A combined U.S. civilian and military aid effort in the tsunami-ravaged region of Asia moved into high gear Monday. Helicopters from the U.S. Navy aircraft carrier Abraham Lincoln delivered, and in some cases air dropped, supplies in remote parts of Indonesia's Aceh province.

It took U.S. Navy vessels several days to reach the affected area. But a five-ship task force led by the carrier Abraham Lincoln is now in position off the battered western coastline of Sumatra, which sustained perhaps the worst damage of all from the December 26 earthquake and tsunami.

At a news briefing U.S. Marine Brigadier General John Allen, Asia-Pacific director of the Pentagon's International Security Affairs Bureau, said helicopters from the task force are delivering supplies to remote parts of Aceh province that had not been reached by aid workers thus far.

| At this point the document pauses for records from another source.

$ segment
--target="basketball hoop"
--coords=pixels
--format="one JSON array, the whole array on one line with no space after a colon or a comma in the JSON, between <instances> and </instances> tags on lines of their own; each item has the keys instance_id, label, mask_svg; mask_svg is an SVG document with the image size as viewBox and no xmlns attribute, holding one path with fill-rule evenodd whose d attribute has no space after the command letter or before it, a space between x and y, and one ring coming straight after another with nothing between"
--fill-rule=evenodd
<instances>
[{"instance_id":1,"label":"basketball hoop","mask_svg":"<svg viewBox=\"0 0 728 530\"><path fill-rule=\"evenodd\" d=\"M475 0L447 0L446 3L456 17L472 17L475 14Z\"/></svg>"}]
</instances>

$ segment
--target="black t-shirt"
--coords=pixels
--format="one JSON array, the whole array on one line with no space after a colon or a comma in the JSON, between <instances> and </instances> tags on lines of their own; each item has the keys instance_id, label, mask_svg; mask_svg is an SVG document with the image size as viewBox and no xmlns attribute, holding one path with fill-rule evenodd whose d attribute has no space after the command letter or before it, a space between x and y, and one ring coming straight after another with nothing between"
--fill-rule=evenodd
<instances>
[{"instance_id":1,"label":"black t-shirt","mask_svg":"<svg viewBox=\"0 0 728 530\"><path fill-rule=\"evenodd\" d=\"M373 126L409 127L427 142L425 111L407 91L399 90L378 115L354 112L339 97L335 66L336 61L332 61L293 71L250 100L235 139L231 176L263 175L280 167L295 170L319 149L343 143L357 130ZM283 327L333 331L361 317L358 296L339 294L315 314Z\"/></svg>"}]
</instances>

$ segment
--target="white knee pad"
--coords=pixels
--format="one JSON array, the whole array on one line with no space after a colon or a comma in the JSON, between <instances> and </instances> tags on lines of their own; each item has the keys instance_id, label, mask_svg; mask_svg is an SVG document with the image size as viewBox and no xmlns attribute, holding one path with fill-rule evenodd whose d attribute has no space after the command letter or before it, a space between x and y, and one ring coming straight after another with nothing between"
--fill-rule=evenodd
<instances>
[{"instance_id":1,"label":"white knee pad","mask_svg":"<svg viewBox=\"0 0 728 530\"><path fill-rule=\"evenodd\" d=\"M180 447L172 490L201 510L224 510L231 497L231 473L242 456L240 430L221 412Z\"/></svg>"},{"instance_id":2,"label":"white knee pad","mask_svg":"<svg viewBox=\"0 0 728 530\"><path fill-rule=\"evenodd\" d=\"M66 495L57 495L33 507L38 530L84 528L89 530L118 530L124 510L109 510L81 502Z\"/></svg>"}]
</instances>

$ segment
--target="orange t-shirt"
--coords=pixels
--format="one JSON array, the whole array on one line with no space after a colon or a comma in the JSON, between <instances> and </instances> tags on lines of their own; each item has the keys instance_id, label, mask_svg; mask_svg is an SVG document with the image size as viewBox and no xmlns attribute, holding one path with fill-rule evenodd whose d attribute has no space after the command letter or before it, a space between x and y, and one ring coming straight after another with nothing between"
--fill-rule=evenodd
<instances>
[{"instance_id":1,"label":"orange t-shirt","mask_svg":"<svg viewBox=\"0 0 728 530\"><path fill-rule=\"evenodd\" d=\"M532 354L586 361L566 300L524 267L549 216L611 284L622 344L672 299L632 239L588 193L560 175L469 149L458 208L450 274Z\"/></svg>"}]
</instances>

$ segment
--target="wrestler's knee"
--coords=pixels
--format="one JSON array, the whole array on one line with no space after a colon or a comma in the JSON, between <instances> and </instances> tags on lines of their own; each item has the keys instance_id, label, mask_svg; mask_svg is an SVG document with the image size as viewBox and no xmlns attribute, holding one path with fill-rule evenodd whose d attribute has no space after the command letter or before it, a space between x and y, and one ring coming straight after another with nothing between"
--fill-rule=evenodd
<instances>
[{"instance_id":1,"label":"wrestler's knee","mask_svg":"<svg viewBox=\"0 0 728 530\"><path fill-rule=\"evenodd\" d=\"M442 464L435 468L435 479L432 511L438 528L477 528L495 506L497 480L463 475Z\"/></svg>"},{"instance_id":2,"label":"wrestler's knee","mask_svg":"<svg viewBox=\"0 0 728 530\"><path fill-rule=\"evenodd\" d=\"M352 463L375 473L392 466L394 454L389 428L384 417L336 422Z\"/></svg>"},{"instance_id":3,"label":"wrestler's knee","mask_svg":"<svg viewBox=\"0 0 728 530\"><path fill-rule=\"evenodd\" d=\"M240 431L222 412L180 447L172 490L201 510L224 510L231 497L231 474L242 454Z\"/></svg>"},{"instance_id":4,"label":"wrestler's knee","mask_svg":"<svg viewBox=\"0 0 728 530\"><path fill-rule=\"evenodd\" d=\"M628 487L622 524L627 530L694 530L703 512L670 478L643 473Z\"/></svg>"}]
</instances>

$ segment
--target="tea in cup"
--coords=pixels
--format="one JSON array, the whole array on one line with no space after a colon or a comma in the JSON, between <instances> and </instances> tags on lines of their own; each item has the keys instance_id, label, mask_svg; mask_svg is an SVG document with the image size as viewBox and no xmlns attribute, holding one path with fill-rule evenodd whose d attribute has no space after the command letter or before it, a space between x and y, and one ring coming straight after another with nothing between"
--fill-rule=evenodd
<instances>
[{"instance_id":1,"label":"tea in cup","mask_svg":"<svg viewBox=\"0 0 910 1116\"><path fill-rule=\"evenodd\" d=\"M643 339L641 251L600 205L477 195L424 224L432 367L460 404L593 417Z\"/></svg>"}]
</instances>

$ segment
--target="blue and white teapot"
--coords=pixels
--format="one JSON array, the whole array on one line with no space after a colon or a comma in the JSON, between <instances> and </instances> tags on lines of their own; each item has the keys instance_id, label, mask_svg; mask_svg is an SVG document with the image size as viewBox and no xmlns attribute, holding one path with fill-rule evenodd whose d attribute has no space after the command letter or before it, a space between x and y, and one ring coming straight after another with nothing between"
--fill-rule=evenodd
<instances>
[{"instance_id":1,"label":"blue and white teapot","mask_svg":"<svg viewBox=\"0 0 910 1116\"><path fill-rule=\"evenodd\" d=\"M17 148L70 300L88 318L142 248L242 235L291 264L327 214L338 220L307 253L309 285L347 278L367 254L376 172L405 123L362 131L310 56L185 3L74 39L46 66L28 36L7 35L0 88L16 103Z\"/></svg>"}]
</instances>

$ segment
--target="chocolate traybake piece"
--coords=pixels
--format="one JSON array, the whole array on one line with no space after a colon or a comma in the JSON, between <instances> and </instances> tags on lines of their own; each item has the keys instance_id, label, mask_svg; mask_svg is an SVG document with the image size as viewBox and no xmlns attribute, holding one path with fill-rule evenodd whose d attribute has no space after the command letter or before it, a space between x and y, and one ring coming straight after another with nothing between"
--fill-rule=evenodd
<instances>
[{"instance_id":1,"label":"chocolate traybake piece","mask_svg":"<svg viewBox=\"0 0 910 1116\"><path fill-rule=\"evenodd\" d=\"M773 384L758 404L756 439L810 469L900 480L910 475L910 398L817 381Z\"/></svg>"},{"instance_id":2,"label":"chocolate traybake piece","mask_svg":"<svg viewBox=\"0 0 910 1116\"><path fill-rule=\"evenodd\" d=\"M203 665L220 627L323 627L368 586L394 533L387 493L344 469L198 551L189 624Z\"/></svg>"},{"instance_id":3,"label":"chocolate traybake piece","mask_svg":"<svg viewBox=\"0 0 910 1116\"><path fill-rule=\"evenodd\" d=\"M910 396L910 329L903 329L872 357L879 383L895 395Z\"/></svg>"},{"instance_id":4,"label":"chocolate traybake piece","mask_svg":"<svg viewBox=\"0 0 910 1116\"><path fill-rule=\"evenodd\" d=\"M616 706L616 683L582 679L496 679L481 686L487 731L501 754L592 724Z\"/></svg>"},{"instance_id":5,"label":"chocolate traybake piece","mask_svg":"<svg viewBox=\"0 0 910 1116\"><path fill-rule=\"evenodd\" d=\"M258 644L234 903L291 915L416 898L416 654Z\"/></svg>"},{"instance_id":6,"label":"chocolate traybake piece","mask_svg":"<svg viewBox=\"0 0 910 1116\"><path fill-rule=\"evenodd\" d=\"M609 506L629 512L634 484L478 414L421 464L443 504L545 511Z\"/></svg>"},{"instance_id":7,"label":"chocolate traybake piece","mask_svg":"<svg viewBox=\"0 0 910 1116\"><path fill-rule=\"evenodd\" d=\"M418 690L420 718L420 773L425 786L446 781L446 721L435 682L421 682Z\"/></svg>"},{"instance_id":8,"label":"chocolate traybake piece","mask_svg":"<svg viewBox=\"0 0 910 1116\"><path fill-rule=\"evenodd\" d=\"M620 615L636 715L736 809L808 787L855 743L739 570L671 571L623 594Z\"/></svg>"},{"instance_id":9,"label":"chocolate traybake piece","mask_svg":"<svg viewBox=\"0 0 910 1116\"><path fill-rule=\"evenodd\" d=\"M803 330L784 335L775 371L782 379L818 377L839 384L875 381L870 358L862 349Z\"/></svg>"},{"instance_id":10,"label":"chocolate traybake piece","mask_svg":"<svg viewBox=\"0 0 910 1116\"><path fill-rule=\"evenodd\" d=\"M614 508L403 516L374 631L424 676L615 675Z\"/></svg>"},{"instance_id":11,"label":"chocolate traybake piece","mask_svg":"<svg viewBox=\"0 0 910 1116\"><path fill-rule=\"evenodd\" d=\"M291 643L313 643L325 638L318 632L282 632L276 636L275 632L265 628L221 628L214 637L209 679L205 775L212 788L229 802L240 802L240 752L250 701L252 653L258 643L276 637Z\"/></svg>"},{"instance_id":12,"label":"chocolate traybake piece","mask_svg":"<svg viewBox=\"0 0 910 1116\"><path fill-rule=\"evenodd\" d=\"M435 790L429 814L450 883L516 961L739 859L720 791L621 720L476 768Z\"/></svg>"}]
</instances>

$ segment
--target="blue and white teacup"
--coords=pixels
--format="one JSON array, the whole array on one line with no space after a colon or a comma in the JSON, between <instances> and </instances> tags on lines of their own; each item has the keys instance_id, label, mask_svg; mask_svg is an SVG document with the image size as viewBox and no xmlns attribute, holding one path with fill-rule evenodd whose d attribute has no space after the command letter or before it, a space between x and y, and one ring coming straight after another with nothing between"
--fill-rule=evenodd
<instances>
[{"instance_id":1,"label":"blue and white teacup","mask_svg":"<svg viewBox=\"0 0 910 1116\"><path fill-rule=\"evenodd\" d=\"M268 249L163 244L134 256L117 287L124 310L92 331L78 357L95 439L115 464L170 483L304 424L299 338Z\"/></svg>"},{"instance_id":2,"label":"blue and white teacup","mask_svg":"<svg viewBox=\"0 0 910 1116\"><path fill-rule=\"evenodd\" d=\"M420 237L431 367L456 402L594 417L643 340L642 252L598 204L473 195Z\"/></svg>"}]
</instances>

He described scenes of desperation in the impromptu landing and drop zones, and said a challenge for Navy crewmen has been to avoid injuring civilians who had gone without help for an entire week.

"In some of these areas, there have been days with no contact and no relief," said General Allen. "So there will sometimes appear to be desperation as these helicopters are heard, as they're approaching the L-Z's, the landing zones, and as they're trying to get into the landing zones. And we recognize that, and we will operate that equipment, we will operate those aircraft in every way possible so that there can be no injury to those people."

General Allen said a second Navy task force led by the amphibious assault ship the Bonhomme Richard had entered the Indian Ocean Monday to join in operations off Sumatra. Later in the week that Navy group, carrying 24 helicopters is to move to the eastern coast of Sri Lanka.

General Allen said the biggest cargo planes flown by the U.S. Air Force, C-5 and C-17 aircraft, are delivering supplies to an operations hub at Utapao air based in Thailand.

He said American aircraft had flown in about a half-million kilograms of supplies in one of the largest U.S. military missions in the region since the Vietnam war.

On the civilian side, U.S. Agency for International Development Assistant Administrator James Kunder said 135 officials of the aid agency are now in affected areas, assessing how best to allocate the $350 million in earthquake and tsunami aid pledged by the Bush administration.

Mr. Kunder said a major thrust of the U.S. effort will be to underwrite local clean-up projects. He said the approach, being started with a $10 million program in Sri Lanka, will help revive ruined local economies and help jobless and dislocated people deal with the trauma of the disaster.

"The psycho-social impact of this crisis is grave. People are still disoriented, still stunned by the magnitude of the crisis. And based on our experience in previous crises of this magnitude, it is important to get people back to work," said Mr. Kunder. "And we hope these cash-for work programs will begin to get people back to work and engaged in the clean-up process so they can begin the psycho-social process of restoring their lives."

Mr. Kunder said U.S. relief operations were now underway in all Asian countries affected by the crisis with the exception of Burma, where the government has made no disaster declaration and has not given American or other international assessment teams access to coastal areas.

Geologists say computer modeling of the earthquake and tsunamis suggests that Burma's southern coast should have been hit as hard as southern Thailand, where nearly 5,000 people are believed to have been killed.

But Burma's reclusive military government has reported only 53 people killed along that country's 2,500 kilometers of Indian Ocean coastline.